Episode 192 Summary

Tony Meade

Active Member
SESSION 192

Condemned to go on this hopeless journey:
  • It’s ironic that this time, it is Gandalf who is eavesdropping on the hobbits’ private meeting.
  • Frodo seems to be too beside himself to engage in hobbitry, but Pippin can’t be repressed.
  • The fact that Frodo uses the word “condemned” is important, as Elrond had laid so much importance on this being Frodo’s free choice, but Frodo is using this word to describe Sam.
  • Though Sam was strong in his volunteering, but Elrond was more implicit about his free will.
  • Meanwhile on the surface, being sent on this journey would be the most severe punishment.
  • Frodo may be honest that his wish was to stay in Rivendell, but he has known or sensed that he was going to have to go all the way to Mordor since Bag End, just as Gandalf has been sure of it.
  • Note: While in the film, Sam seems confident that they are going home from Rivendell, none of the hobbits, especially Frodo, expect this to be the case in the book, but to go on to the end.
To rest here, a long while, perhaps for good:
  • By using the word “dreamed”, Frodo acknowledges that he didn’t truly believe he was done.
  • It is important that Frodo dreams of staying in Rivendell, not returning to the Shire.
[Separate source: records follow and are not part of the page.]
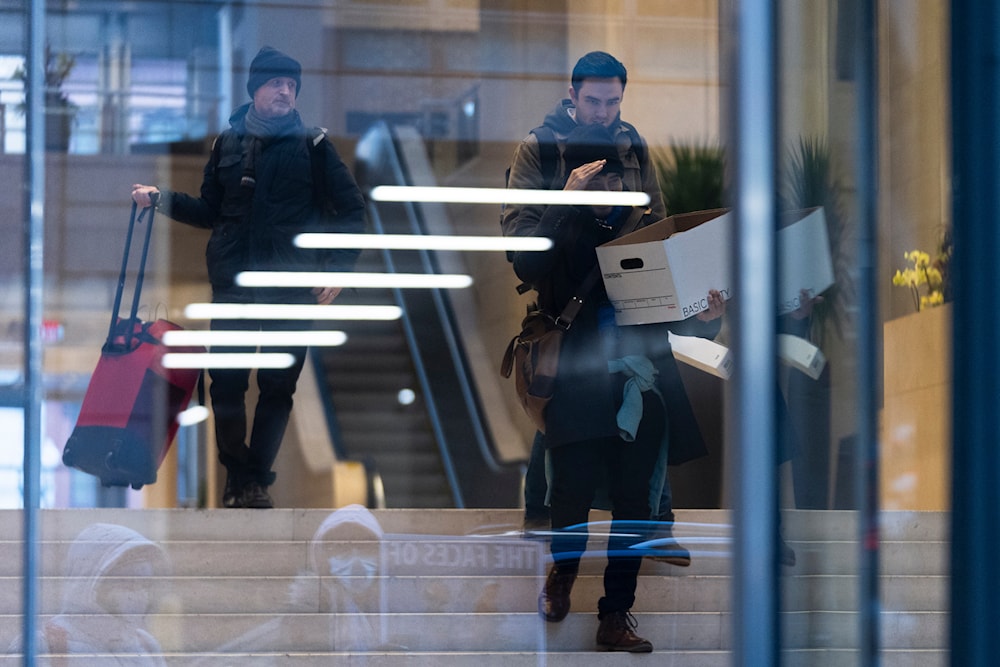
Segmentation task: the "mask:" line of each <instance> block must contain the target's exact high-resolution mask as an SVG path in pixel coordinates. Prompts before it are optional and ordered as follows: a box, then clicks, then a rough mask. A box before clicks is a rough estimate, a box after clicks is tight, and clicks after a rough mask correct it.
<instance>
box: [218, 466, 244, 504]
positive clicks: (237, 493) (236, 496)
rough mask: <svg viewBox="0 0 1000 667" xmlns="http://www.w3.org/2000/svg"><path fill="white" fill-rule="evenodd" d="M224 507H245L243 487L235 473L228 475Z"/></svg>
mask: <svg viewBox="0 0 1000 667" xmlns="http://www.w3.org/2000/svg"><path fill="white" fill-rule="evenodd" d="M222 506H223V507H227V508H229V509H233V508H236V507H243V485H242V484H241V483H240V482H239V480H238V479H237V477H236V475H234V474H233V473H227V474H226V488H225V490H224V491H223V492H222Z"/></svg>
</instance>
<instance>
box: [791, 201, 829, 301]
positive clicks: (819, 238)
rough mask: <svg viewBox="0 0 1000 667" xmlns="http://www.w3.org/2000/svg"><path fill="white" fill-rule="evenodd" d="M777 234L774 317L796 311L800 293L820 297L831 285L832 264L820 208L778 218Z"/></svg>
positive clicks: (820, 208)
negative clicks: (818, 295) (804, 293)
mask: <svg viewBox="0 0 1000 667" xmlns="http://www.w3.org/2000/svg"><path fill="white" fill-rule="evenodd" d="M781 223H782V226H781V228H780V229H779V230H778V253H779V255H780V268H779V273H778V276H779V278H780V281H779V284H778V314H779V315H785V314H787V313H790V312H792V311H794V310H796V309H797V308H798V307H799V304H800V302H801V296H802V290H805V291H806V292H807V293H808V294H809V295H810V296H818V295H819V294H822V293H823V292H824V291H826V289H827V288H828V287H830V285H832V284H833V260H832V258H831V257H830V239H829V236H828V235H827V229H826V216H825V215H824V213H823V209H822V207H819V208H810V209H803V210H801V211H790V212H788V213H784V214H782V217H781Z"/></svg>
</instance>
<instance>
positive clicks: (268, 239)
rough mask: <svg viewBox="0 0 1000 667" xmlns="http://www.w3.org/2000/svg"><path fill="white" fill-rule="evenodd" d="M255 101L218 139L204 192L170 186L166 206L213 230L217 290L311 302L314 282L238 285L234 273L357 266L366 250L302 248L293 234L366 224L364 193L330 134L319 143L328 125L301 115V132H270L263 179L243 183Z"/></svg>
mask: <svg viewBox="0 0 1000 667" xmlns="http://www.w3.org/2000/svg"><path fill="white" fill-rule="evenodd" d="M249 107H250V105H249V104H246V105H243V106H242V107H240V108H238V109H237V110H236V111H234V112H233V114H232V116H231V117H230V119H229V122H230V128H229V129H227V130H225V131H224V132H223V133H222V134H220V135H219V137H218V138H217V139H216V141H215V144H214V145H213V148H212V155H211V157H210V158H209V160H208V163H207V164H206V165H205V170H204V176H203V179H202V184H201V195H200V196H199V197H192V196H191V195H188V194H185V193H182V192H171V191H169V190H163V191H162V197H161V204H160V206H161V208H162V209H163V210H164V212H165V213H166V214H167V215H169V216H170V217H172V218H173V219H175V220H177V221H178V222H183V223H185V224H189V225H193V226H195V227H201V228H206V229H211V230H212V235H211V238H210V239H209V241H208V246H207V248H206V251H205V257H206V262H207V264H208V274H209V280H210V281H211V283H212V289H213V291H214V292H215V293H216V295H217V296H218V295H219V294H229V295H234V296H235V297H236V298H237V299H238V300H241V301H242V300H252V301H279V302H299V303H309V302H311V301H312V296H311V294H310V289H311V288H294V289H293V288H283V289H278V288H268V289H247V288H240V287H237V286H235V284H234V279H235V277H236V274H238V273H239V272H240V271H247V270H258V271H267V270H285V271H288V270H297V271H348V270H351V269H352V268H353V266H354V263H355V260H356V259H357V256H358V253H359V251H357V250H332V251H331V250H326V251H324V250H311V249H302V248H298V247H296V246H295V245H294V244H293V239H294V237H295V236H296V235H297V234H299V233H301V232H343V233H362V232H364V231H365V227H366V225H365V202H364V198H363V197H362V195H361V191H360V190H359V189H358V186H357V184H356V183H355V181H354V178H353V177H352V176H351V173H350V171H349V170H348V169H347V166H346V165H345V164H344V163H343V161H342V160H341V159H340V156H339V155H338V154H337V151H336V149H334V147H333V145H332V144H331V143H330V142H329V141H328V140H327V139H326V137H325V136H323V137H322V141H321V142H320V143H318V144H317V145H316V146H315V148H314V147H313V139H315V138H316V137H317V136H320V130H318V129H312V130H309V129H307V128H305V127H304V126H303V125H302V124H301V122H300V123H298V127H297V129H296V131H295V132H294V133H293V134H289V135H286V136H281V137H274V138H271V139H267V140H264V143H263V147H262V150H261V153H260V156H259V158H258V159H257V161H256V163H255V177H256V186H255V187H253V188H247V187H244V186H242V185H241V183H240V181H241V178H242V176H243V174H244V164H245V160H246V152H247V147H248V146H249V140H248V138H247V132H246V128H245V125H244V118H245V116H246V113H247V110H248V109H249ZM317 158H319V159H321V160H322V167H323V183H322V184H320V185H319V186H318V189H317V188H316V186H314V184H313V165H312V160H313V159H317ZM318 193H322V200H321V199H320V197H319V196H317V195H318ZM321 202H322V203H321ZM323 203H325V206H324V205H323ZM321 209H325V210H321Z"/></svg>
Frodo has always believed that this was a one-way journey, and one way or another, he couldn’t go home.
  • Staying in Rivendell would mean that Frodo would be safe, but he still can’t go back to the Shire.
  • By selling Bag End, he can’t really go home anyway, and since Bilbo is here in Rivendell, this will be as close as a home as he can find and is also an improvement over the house in Crickhollow.
  • Note: Frodo has consistently contrasted his journey Bilbo’s, for whom returning to Bag End was always the ultimate destination. Frodo has only worked towards his departure and escape. He will never long for home in the way that Bilbo did throughout the rest of the story, unlike Sam.
  • In a way, Frodo’s dream is escapist and passive, neither fulfilling the quest nor going home, and simply shunts his responsibility to someone else, but in the end, he took on his responsibility.
  • When Frodo talks about how he’d “dreamed” this, he clearly just means me made an idle wish.
  • Note: It’s important to remember that he has only recovered from his illness a little over a day.
They want to go on:
  • How is Frodo feeling as he responds to Pippin? Angry, bitter, depressed, resigned, slyly joking?
  • While Frodo might have begun by echoing Pippin’s hobbitry, in an effort to conceal how he really feels about it, but that comes out by the time he is talking about being “condemned’.
  • The last sentence seems wistful, which seems to contradict Elrond’s appraisal of Frodo as one of the great Elf-friends, but he also seems exasperated at their inability to grasp the full gravity.
  • At the least, Frodo is objecting to the joking tone, as he thinks that this is not a joking matter.
  • Merry offers a compromising tone in response to Frodo, though and Pippin are irrepressible.
  • Frodo understands that serious things are what hobbits joke about, but he’s just not in the mood, and he would also want to dissuade them from coming, just as he did in Crickhollow.
  • While Bilbo joked while making a serious offer, Frodo seems incapable of this. One big difference is that Bilbo’s joke was only about himself, while Frodo is thinking of Sam’s fate.
  • Merry doesn’t joke, though he is being light and gentle about Frodo’s rebuke, but he also wants to correct Frodo on the use of the word “condemned” since Elrond rewarded Sam with his wish.
  • By tying that they could stay in Rivendell, this ties their wish to go to Frodo’s wish to stay.
  • This is also Merry showing his quality as hobbit aristocracy, in the way he comports himself.
  • Note: There is a parallel between their desire to leave the peace of Rivendell to face danger with Frodo, and Huor and Húrin’s desire to leave Gondolin and rejoin their people in the war.
  • In pointing out Sam’s choice, Merry is highlighting their own prior choices and their bond.
  • Note: Though they have only finished a small part of their journey, the distance, and experiences that they have shared, already are far beyond the measure of hobbits in the Shire.
  • Merry ends by reasserting his and Pippin’s choice, while acknowledging the dangers they know.
  • Pippin returns to his original joke about being chained up by Elrond in his support of Merry.
  • Ending with the joking insult about someone with intelligence being needed, and not meaning Frodo, is how Pippin attempts to help Frodo with his gloominess and resistance to their help.
Worrying themselves unnecessarily:
  • Gandalf shows his skill with hobbitish comebacks by picking this moment to interject a joke.
  • It’s unlikely that Gandalf was passing by and only heard what Pippin in saying, but more likely that he has been listening since at least before Frodo’s statement to them about Sam.
  • What does Gandalf mean by “worrying”? Gandalf seems to be addressing both Frodo’s desire to leave behind his friends to protect them, and Merry and Pippin’s fear of being left behind.
  • Gandalf wishes to ally both by saying that neither outcome is certain and won’t be soon.